26 setembro 2020

O bom filho à casa torna

Há muitos anos, ele não passava mais por lá. Carregava na memória um ou outro detalhe daquela mobilha velha, que fora tão nova em outros tempos; ele pensava que conhecia cada pedaço daquele lugar. Pensava , também, que jamais voltaria.
Caminhando, divagando, titubeando (por que não?), levou a mão ao bolso e lá estava ela: aquela velha chave, que podia abrir uma porta há muito tempo fechada, quase esquecida. E lá foi ele, enfrentar aquele antigo esconderijo, que esperava, intacto e de braços abertos, por qualquer singela aproximação - como o cão que fita o seu tutor incansavelmente à procura de atenção (ou de um petisco).

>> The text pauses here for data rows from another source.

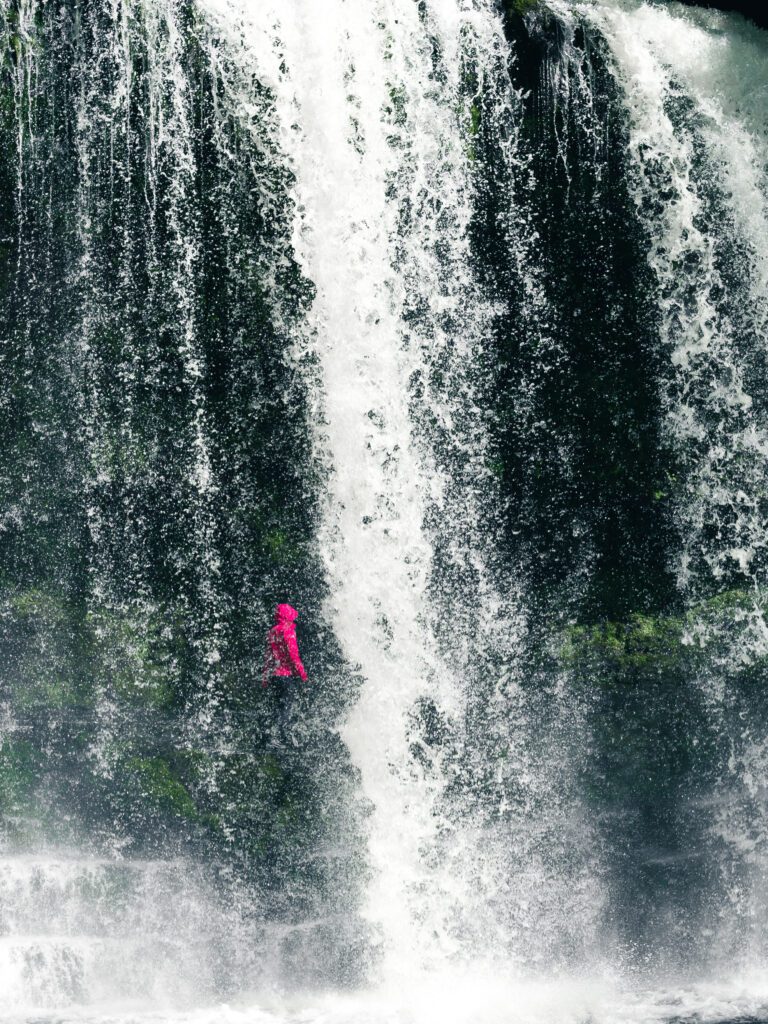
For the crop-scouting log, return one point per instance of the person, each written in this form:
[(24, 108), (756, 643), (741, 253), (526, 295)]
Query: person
[(282, 659)]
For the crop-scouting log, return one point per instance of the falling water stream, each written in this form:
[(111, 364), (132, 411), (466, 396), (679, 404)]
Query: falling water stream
[(297, 310)]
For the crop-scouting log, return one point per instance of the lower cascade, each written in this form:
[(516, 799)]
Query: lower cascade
[(438, 326)]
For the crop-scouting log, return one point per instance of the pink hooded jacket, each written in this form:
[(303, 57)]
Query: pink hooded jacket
[(282, 649)]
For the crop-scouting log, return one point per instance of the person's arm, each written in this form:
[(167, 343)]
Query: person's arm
[(266, 667), (293, 653)]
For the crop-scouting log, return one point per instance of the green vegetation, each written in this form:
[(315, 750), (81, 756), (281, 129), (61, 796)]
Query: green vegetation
[(662, 645), (520, 7), (162, 786)]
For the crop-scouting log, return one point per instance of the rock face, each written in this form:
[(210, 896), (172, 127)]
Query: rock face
[(750, 8)]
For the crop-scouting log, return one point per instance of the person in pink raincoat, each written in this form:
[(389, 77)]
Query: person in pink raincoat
[(282, 659)]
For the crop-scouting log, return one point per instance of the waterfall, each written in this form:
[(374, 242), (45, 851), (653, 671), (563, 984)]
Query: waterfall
[(445, 322)]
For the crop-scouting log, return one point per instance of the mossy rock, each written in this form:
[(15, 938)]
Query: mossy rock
[(162, 787), (136, 653), (647, 645), (20, 768), (519, 7)]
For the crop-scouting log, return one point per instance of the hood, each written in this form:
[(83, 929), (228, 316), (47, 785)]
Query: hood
[(285, 613)]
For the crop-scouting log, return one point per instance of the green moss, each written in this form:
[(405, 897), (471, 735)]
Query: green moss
[(162, 786), (135, 652), (520, 7), (19, 772), (655, 645)]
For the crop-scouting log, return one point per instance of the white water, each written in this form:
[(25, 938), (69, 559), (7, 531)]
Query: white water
[(82, 931), (383, 188), (667, 54), (715, 420), (369, 135)]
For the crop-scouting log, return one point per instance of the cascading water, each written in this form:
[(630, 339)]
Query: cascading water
[(445, 322)]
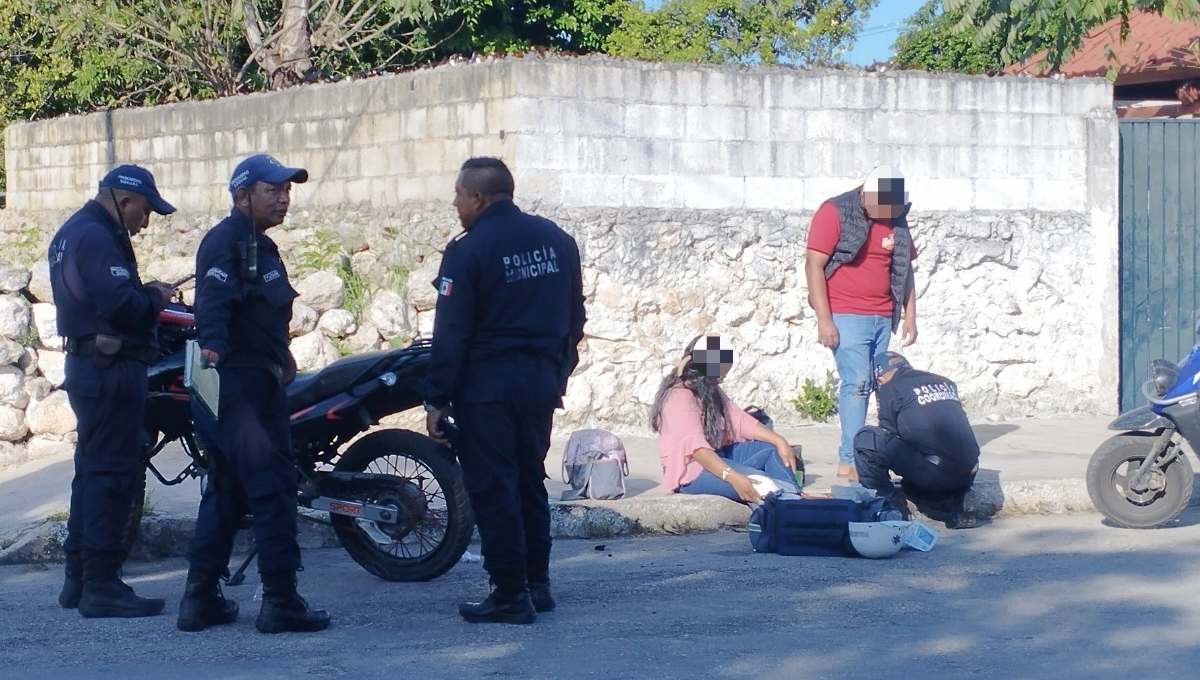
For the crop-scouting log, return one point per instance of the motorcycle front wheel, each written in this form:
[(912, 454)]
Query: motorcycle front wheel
[(1161, 500), (439, 521)]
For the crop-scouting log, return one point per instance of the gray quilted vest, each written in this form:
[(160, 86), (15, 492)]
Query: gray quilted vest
[(855, 229)]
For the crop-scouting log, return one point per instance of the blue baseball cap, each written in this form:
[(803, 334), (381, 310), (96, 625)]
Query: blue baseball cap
[(138, 180), (263, 168), (889, 361)]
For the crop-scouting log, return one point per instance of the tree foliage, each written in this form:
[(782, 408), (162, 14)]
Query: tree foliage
[(741, 31), (933, 41), (1025, 26)]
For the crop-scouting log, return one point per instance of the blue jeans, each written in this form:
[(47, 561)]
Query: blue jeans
[(861, 338), (749, 458)]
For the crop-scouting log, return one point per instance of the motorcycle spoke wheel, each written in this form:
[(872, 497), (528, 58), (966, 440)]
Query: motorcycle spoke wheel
[(429, 529), (435, 521)]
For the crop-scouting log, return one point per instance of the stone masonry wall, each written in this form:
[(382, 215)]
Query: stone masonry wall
[(690, 192)]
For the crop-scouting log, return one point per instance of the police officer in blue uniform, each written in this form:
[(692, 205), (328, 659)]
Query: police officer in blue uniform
[(108, 319), (924, 437), (243, 311), (509, 318)]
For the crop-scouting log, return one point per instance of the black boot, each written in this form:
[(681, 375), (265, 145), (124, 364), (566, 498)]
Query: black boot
[(508, 603), (72, 585), (543, 600), (283, 609), (203, 603), (111, 597)]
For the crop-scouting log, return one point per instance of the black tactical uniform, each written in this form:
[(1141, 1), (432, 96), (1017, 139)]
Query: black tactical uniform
[(924, 437), (509, 317), (109, 325)]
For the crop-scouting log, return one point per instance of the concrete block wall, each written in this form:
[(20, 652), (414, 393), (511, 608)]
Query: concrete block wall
[(603, 133), (655, 168), (377, 142)]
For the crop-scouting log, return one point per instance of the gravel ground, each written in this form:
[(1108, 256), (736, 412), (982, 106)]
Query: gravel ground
[(1031, 597)]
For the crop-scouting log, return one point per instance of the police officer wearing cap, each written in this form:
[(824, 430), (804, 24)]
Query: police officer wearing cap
[(924, 437), (108, 319), (509, 317), (243, 311)]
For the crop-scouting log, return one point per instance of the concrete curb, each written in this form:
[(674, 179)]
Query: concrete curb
[(163, 536)]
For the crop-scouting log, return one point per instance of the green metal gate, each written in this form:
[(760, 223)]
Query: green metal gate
[(1159, 241)]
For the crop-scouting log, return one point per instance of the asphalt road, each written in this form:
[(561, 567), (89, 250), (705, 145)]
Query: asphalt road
[(1033, 597)]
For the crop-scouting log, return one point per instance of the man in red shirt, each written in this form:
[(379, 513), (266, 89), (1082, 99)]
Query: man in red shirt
[(859, 274)]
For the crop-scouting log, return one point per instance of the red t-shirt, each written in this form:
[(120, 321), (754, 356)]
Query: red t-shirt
[(862, 286)]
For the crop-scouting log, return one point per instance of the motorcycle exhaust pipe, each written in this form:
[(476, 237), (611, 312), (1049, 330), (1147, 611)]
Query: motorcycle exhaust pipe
[(385, 513)]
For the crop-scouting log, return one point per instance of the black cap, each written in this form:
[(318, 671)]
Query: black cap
[(138, 180), (263, 168)]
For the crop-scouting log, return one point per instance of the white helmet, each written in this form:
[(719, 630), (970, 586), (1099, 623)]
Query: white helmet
[(876, 539)]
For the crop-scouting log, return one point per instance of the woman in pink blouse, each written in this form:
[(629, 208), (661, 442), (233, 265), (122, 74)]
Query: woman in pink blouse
[(706, 443)]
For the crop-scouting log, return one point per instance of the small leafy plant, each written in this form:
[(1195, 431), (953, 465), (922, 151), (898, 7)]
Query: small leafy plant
[(817, 401)]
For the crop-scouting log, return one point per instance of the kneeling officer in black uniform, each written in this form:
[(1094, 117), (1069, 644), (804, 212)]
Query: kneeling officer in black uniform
[(924, 437), (108, 319), (509, 318), (243, 310)]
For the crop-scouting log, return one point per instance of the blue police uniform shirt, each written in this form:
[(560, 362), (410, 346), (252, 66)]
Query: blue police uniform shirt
[(94, 276), (238, 317), (925, 411), (509, 290)]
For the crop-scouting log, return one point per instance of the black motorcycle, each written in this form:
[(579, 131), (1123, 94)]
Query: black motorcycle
[(395, 500)]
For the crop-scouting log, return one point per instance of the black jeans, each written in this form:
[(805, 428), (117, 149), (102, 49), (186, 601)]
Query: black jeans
[(879, 452)]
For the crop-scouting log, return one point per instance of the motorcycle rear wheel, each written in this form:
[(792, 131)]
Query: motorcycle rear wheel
[(1108, 476), (443, 521)]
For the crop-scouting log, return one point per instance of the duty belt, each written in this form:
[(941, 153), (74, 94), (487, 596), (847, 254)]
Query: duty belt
[(948, 465), (522, 357), (87, 347)]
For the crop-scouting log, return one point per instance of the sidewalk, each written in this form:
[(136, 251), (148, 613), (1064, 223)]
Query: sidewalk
[(1027, 467)]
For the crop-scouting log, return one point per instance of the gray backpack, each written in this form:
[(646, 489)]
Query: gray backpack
[(594, 465)]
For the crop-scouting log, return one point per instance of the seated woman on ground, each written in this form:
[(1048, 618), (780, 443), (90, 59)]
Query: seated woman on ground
[(706, 443)]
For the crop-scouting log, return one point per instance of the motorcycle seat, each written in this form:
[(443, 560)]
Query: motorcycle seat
[(316, 386)]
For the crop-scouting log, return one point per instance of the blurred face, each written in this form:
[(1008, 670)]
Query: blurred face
[(888, 200), (267, 204), (713, 359), (468, 204)]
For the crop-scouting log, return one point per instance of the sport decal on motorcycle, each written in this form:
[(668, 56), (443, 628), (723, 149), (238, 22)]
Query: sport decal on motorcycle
[(351, 509)]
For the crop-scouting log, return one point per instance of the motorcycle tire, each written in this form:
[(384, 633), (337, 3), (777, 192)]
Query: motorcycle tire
[(1108, 473), (414, 457)]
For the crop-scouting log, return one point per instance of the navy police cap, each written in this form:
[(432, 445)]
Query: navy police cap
[(263, 168), (138, 180)]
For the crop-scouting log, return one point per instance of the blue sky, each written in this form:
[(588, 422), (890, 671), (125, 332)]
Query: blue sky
[(879, 34), (881, 30)]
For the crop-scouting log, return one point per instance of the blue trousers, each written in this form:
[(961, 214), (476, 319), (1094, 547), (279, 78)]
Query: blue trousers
[(252, 471), (109, 405), (749, 458), (861, 338)]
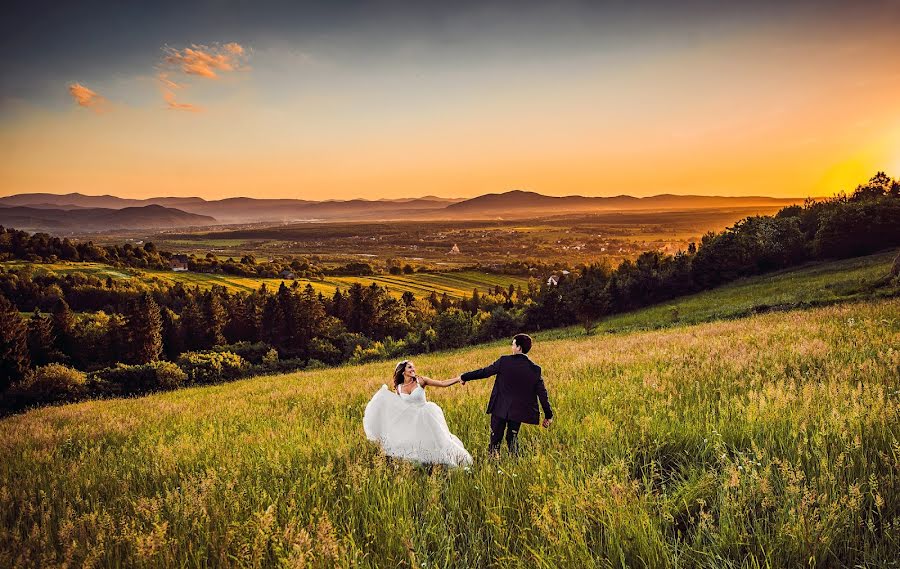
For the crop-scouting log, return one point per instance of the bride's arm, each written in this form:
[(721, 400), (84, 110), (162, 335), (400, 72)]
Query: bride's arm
[(436, 383)]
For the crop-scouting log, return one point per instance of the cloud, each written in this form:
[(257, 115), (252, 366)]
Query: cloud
[(87, 98), (174, 105), (166, 82), (206, 61)]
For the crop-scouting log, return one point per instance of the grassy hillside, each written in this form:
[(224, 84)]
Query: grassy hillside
[(455, 284), (772, 440), (808, 285)]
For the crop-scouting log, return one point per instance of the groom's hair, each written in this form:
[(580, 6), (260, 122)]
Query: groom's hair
[(523, 341)]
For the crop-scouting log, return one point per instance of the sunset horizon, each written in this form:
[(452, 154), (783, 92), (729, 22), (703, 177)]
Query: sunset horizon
[(382, 101)]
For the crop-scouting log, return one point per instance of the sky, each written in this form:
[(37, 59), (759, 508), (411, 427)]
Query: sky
[(340, 100)]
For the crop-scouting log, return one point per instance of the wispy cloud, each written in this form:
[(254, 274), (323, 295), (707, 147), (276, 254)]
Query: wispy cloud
[(87, 98), (206, 61)]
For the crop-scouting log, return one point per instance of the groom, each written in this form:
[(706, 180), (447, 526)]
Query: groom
[(517, 390)]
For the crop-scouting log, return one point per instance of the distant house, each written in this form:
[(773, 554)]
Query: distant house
[(178, 262), (554, 279)]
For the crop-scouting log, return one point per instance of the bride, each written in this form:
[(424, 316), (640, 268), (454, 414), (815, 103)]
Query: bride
[(409, 427)]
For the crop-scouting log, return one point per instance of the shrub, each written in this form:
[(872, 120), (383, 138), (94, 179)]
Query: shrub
[(144, 377), (210, 367), (52, 382), (453, 328), (254, 353)]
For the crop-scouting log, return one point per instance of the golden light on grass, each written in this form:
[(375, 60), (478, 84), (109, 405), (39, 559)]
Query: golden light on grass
[(768, 440)]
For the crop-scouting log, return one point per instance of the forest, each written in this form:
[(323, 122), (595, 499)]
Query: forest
[(65, 337)]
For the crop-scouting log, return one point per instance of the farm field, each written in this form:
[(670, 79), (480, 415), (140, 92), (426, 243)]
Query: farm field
[(771, 440), (455, 284), (807, 285)]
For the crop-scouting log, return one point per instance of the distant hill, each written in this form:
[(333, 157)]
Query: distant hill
[(242, 209), (94, 219), (516, 203)]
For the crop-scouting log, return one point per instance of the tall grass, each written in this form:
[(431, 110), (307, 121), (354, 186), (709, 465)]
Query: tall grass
[(770, 441)]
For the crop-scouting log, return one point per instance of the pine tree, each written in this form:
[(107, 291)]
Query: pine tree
[(310, 316), (40, 339), (144, 326), (192, 329), (173, 339), (215, 318), (63, 321), (14, 359)]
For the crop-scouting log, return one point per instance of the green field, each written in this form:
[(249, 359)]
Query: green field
[(455, 284), (766, 441), (812, 284)]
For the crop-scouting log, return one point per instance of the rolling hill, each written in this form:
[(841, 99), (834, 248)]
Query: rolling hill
[(513, 204), (93, 218), (520, 203)]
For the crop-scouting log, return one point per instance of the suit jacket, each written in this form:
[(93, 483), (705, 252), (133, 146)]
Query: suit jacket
[(517, 390)]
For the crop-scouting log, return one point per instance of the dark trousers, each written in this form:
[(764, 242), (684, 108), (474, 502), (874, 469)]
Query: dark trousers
[(498, 426)]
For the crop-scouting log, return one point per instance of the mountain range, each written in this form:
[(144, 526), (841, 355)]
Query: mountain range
[(91, 213), (96, 219)]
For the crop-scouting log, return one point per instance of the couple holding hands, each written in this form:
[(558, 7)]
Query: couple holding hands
[(409, 427)]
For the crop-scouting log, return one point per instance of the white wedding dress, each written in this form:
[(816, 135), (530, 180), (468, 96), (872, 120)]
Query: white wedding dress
[(411, 428)]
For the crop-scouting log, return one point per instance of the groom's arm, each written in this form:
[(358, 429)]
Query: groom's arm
[(541, 389), (482, 373)]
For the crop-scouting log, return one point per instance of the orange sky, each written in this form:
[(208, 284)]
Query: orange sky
[(757, 112)]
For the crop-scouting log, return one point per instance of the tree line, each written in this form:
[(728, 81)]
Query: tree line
[(127, 336)]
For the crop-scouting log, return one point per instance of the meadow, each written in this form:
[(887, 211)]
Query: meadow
[(766, 441), (457, 284)]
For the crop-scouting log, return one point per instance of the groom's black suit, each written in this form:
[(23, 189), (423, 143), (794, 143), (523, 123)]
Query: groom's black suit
[(518, 389)]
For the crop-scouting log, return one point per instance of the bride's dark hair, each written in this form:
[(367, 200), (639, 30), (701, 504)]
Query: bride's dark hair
[(398, 373)]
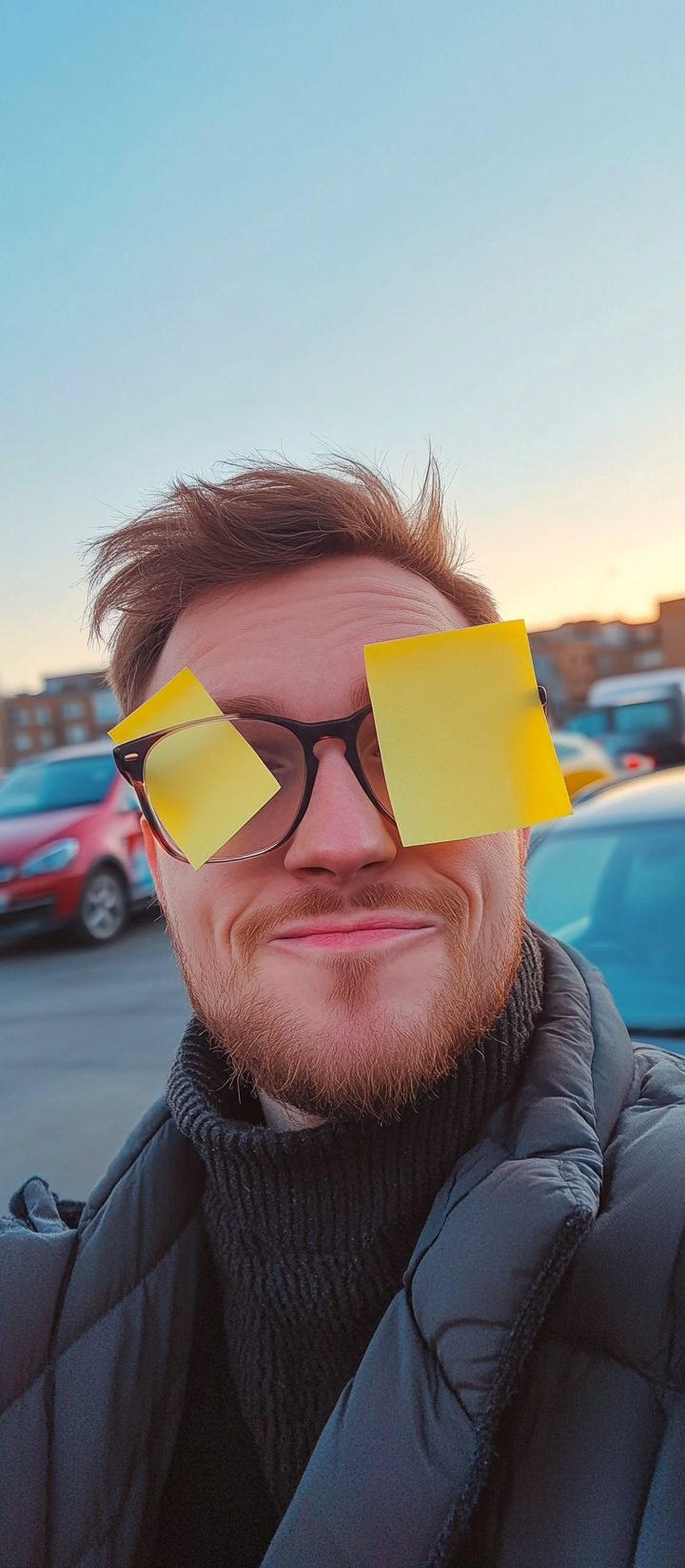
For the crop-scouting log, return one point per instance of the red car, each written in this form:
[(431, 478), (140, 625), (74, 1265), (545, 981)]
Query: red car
[(70, 847)]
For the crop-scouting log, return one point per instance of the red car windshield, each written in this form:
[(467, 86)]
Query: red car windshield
[(53, 786)]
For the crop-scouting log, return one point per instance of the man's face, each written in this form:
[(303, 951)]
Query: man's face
[(342, 970)]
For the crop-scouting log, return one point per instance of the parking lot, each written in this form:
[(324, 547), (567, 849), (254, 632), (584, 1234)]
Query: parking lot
[(87, 1037)]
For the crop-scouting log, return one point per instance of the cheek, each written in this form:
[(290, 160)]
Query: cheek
[(488, 871), (203, 905)]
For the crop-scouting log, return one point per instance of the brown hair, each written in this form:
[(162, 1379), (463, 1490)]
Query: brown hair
[(264, 518)]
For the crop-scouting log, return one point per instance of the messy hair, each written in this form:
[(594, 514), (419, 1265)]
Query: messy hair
[(203, 535)]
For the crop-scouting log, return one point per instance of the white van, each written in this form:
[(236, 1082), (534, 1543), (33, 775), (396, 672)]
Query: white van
[(634, 687)]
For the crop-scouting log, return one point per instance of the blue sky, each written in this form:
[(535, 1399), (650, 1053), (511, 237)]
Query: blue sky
[(293, 227)]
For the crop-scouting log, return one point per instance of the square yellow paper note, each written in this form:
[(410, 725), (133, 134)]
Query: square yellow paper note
[(464, 740), (203, 783)]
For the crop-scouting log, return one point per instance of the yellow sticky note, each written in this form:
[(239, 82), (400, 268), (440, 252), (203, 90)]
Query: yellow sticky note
[(178, 703), (464, 740), (205, 783)]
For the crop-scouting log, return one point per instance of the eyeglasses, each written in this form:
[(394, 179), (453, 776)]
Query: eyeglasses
[(284, 745), (188, 753)]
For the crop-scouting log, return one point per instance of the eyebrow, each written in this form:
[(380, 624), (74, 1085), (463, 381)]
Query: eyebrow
[(254, 703)]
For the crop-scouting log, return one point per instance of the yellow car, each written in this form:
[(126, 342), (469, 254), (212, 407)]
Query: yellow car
[(582, 761)]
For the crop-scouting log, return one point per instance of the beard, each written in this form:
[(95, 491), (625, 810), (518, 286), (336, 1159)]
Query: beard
[(365, 1059)]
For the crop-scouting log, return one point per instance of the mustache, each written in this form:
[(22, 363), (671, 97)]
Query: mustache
[(450, 905)]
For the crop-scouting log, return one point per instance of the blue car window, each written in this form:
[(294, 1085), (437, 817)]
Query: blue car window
[(590, 723), (53, 786), (619, 897)]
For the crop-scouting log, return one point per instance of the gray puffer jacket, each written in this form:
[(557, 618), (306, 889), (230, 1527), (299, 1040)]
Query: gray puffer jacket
[(520, 1405)]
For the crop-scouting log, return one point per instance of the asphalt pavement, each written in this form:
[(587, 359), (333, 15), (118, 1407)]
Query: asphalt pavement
[(87, 1037)]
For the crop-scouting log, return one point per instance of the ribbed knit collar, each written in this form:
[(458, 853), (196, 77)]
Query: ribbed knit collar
[(312, 1229)]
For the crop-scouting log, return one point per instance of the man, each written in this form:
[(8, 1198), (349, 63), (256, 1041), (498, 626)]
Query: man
[(397, 1275)]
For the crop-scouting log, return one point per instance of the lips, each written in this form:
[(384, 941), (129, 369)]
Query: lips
[(353, 931)]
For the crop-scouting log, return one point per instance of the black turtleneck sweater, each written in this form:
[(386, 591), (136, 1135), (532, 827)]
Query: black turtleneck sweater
[(311, 1231)]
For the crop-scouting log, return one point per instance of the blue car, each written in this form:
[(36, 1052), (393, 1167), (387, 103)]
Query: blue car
[(610, 880)]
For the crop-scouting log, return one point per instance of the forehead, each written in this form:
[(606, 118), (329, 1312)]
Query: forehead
[(297, 638)]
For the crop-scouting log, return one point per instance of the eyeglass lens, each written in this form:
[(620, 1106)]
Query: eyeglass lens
[(188, 774)]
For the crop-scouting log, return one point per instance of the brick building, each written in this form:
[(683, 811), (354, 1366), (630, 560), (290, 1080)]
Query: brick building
[(571, 656), (68, 709)]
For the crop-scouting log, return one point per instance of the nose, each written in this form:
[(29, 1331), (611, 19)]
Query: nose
[(342, 832)]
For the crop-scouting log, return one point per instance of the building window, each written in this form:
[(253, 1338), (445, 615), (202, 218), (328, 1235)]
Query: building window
[(106, 708)]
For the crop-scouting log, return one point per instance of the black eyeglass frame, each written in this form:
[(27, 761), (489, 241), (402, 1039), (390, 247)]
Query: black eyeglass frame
[(130, 764), (130, 761)]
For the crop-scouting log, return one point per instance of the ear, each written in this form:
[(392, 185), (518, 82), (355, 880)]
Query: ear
[(152, 856)]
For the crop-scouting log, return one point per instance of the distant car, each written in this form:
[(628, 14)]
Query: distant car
[(629, 725), (70, 847), (582, 761), (610, 882)]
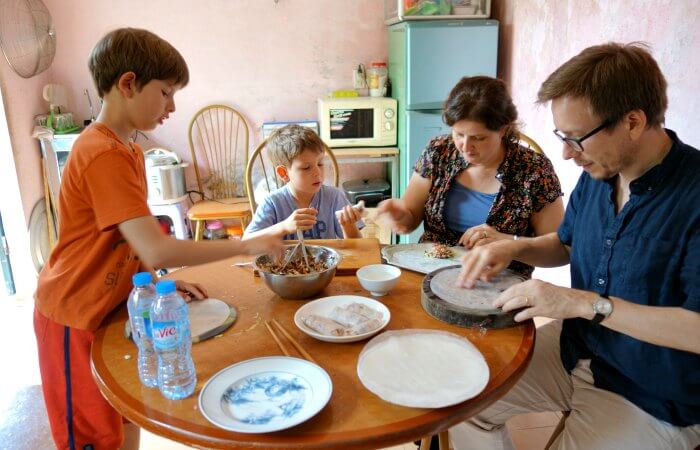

A fechadura, trancada e seca, logo reconheceu aquela chave e a porta se abriu. Ele, que não é mais o bobo que fora, entrou, passou por alguns cômodos como se entrasse no apartamento de um estranho, aquele local que lhe pertencia desde sempre, mas que não parecia mais seu. 
Ele mudou e foi preciso tomar posse, novamente, daquilo que já era seu. Pintou imediatamente todas as paredes, rearranjou o leiaute daquela velha mobilha, desconectando das tomadas tudo que não respondia mais ao clique das velhas teclas; mais do que desconectando das tomadas, jogando fora tudo aquilo que não acrescenta mais nada.
Depois da pintura, ele se deparou com o momento de juntar a bagagem que será trazida para o velho novo local; coisas que desde o primeiro momento de suas existências, naquele velho esconderijo deveriam fazer morada, mas por falta de vontade, coragem e iniciativa, vagaram por aí, gorjeando como pequenos soluços, ou, ainda, naquele ambiente ao qual não pertencem, disfarçadas de conselhos de coach.
O bom filho à casa torna, com muitas novas caixas espalhadas pela sala, esperando ansiosas por serem abertas para que seu conteúdo revisto possa ocupar, finalmente, um espaço que é seu e do qual jamais deveria ter se afastado. Por enquanto, é momento de voltar.